Scientists stunned by Antarctic rainfall and a melt area bigger than TexasLeave a Comment
- An area of West Antarctica more than twice the size of California partially melted in 2016 when warm winds forced by an especially strong El Nino blew over the continent.
- Harbinger of future in Antarctica?
Chris Mooney Washington Post June 15 2017 see full article here
….In the Antarctic summer of 2016, the surface of the Ross Ice Shelf, the largest floating ice platform on Earth, developed a sheet of meltwater that lasted for as long as 15 days in some places. The total area affected by melt was 300,000 square miles, or larger than the state of Texas, the scientists report.
That’s bad news because surface melting could work hand in hand with an already documented trend of ocean-driven melting to compromise West Antarctica, which contains over 10 feet of potential sea level rise.
“It provides us with a possible glimpse of the future,” said David Bromwich, an Antarctic expert at Ohio State University and one of the study’s authors.

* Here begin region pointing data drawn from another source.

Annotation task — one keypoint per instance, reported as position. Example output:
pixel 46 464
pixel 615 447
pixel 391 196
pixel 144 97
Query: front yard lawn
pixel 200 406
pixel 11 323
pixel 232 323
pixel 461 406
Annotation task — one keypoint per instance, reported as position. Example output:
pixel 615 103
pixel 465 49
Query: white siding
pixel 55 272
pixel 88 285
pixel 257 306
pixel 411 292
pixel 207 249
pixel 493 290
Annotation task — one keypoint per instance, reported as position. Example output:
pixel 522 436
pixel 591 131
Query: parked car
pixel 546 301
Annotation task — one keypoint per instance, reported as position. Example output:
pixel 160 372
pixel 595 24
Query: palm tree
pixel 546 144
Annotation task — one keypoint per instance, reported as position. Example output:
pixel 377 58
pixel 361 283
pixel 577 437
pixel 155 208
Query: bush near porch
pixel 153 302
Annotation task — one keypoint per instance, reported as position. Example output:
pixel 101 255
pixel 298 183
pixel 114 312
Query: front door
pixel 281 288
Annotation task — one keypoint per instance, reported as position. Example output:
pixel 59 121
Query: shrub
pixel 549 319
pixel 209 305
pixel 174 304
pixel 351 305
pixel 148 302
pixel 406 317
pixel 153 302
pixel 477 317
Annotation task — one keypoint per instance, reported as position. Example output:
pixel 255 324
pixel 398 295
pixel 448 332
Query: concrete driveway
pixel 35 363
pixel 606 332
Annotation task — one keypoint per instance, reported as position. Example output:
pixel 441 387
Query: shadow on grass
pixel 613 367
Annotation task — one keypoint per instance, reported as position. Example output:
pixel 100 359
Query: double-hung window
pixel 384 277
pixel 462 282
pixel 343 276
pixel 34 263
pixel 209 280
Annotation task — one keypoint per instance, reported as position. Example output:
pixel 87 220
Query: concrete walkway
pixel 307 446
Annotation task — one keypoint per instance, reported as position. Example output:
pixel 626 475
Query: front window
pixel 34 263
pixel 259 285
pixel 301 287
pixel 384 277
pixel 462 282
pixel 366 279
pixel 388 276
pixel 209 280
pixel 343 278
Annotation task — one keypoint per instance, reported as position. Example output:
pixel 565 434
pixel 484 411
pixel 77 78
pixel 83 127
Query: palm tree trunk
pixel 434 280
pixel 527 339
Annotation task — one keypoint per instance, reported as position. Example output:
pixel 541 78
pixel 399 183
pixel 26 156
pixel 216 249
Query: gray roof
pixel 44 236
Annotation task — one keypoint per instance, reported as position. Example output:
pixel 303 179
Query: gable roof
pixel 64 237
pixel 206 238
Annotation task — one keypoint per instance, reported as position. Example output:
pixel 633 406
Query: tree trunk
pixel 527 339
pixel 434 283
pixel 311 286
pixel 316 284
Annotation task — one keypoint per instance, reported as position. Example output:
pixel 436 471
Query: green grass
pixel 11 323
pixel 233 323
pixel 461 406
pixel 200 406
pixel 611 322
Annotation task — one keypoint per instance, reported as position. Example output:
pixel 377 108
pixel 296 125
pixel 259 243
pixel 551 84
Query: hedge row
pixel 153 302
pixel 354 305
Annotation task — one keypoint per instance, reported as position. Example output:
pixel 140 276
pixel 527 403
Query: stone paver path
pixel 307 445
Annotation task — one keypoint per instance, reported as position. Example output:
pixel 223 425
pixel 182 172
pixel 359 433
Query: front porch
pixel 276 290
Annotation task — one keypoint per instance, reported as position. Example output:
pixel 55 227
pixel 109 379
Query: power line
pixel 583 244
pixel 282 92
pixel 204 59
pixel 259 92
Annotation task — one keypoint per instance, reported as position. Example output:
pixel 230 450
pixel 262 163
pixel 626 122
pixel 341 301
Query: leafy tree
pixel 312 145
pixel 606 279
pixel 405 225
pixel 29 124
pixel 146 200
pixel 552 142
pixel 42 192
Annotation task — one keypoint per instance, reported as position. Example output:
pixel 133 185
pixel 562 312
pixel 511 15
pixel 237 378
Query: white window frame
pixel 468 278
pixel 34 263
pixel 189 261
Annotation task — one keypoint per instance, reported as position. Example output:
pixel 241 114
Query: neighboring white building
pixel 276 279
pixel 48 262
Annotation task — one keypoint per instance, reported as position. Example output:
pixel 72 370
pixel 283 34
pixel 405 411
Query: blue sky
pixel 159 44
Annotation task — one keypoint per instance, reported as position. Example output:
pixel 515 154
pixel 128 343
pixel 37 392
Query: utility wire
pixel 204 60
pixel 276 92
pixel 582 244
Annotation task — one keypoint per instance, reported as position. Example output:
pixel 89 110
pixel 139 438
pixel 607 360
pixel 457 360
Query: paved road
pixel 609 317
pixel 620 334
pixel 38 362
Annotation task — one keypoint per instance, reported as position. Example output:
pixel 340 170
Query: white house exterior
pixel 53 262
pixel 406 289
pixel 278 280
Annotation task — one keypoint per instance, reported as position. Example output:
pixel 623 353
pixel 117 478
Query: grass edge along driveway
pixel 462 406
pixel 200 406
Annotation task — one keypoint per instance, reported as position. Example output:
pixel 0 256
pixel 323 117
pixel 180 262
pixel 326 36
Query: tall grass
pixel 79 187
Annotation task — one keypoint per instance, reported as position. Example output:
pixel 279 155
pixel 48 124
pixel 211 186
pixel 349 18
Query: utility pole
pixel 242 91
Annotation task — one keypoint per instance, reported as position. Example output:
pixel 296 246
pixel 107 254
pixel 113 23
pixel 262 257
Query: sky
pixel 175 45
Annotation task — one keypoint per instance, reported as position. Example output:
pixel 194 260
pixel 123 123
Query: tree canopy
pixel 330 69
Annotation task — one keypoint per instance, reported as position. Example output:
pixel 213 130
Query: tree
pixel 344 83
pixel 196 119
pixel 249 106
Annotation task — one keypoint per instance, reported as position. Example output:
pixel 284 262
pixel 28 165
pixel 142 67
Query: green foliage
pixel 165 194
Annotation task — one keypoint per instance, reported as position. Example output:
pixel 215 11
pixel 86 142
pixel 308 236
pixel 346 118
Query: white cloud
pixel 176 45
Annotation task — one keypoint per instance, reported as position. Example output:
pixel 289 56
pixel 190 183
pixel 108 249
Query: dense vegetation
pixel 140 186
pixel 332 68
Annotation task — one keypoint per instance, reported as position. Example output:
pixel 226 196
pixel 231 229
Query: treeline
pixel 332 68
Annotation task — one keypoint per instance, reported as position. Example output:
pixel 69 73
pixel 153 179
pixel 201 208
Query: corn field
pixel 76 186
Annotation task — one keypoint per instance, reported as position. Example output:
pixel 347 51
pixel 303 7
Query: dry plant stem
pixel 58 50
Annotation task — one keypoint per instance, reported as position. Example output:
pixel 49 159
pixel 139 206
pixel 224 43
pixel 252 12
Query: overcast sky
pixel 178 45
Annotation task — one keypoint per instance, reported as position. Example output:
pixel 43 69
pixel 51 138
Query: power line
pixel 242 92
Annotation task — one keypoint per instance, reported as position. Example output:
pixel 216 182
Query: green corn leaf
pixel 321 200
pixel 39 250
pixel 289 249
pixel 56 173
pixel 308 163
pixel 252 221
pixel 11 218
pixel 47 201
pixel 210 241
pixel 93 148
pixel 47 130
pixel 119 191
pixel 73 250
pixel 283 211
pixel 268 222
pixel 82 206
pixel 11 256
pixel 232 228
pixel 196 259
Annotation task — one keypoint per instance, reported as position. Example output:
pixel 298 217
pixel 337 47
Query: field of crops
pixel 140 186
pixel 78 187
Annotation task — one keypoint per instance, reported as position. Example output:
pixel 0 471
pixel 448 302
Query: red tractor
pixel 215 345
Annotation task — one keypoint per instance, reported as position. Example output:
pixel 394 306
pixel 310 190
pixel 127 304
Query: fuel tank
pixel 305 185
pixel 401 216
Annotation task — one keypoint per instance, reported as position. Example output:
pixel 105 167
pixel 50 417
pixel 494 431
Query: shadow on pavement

The paper appeared in Nature Communications.
“You probably have read these analyses of West Antarctica, many people think it’s slowly disintegrating right now, and it’s mostly thought to be from the warm water eating away at the bottom of critical ice shelves,” Bromwich continued. “Well, that’s today. In the future, we could see action at the surface of these ice shelves as well from surface melting. So that makes them potentially much more unstable.”…
From ScienceDaily: Widespread snowmelt in West Antarctica during unusually warm summer Posted: 15 Jun 2017 05:46 AM PDT
Julien P. Nicolas et al January 2016 extensive summer melt in West Antarctica favoured by strong El Niño Nature Communications 8, Article number: 15799 (2017) doi:10.1038/ncomms15799
Abstract: Over the past two decades the primary driver of mass loss from the West Antarctic Ice Sheet (WAIS) has been warm ocean water underneath coastal ice shelves, not a warmer atmosphere. Yet, surface melt occurs sporadically over low-lying areas of the WAIS and is not fully understood. Here we report on an episode of extensive and prolonged surface melting observed in the Ross Sea sector of the WAIS in January 2016. A comprehensive cloud and radiation experiment at the WAIS ice divide, downwind of the melt region, provided detailed insight into the physical processes at play during the event. The unusual extent and duration of the melting are linked to strong and sustained advection of warm marine air toward the area, likely favoured by the concurrent strong El Niño event. The increase in the number of extreme El Niño events projected for the twenty-first century could expose the WAIS to more frequent major melt events.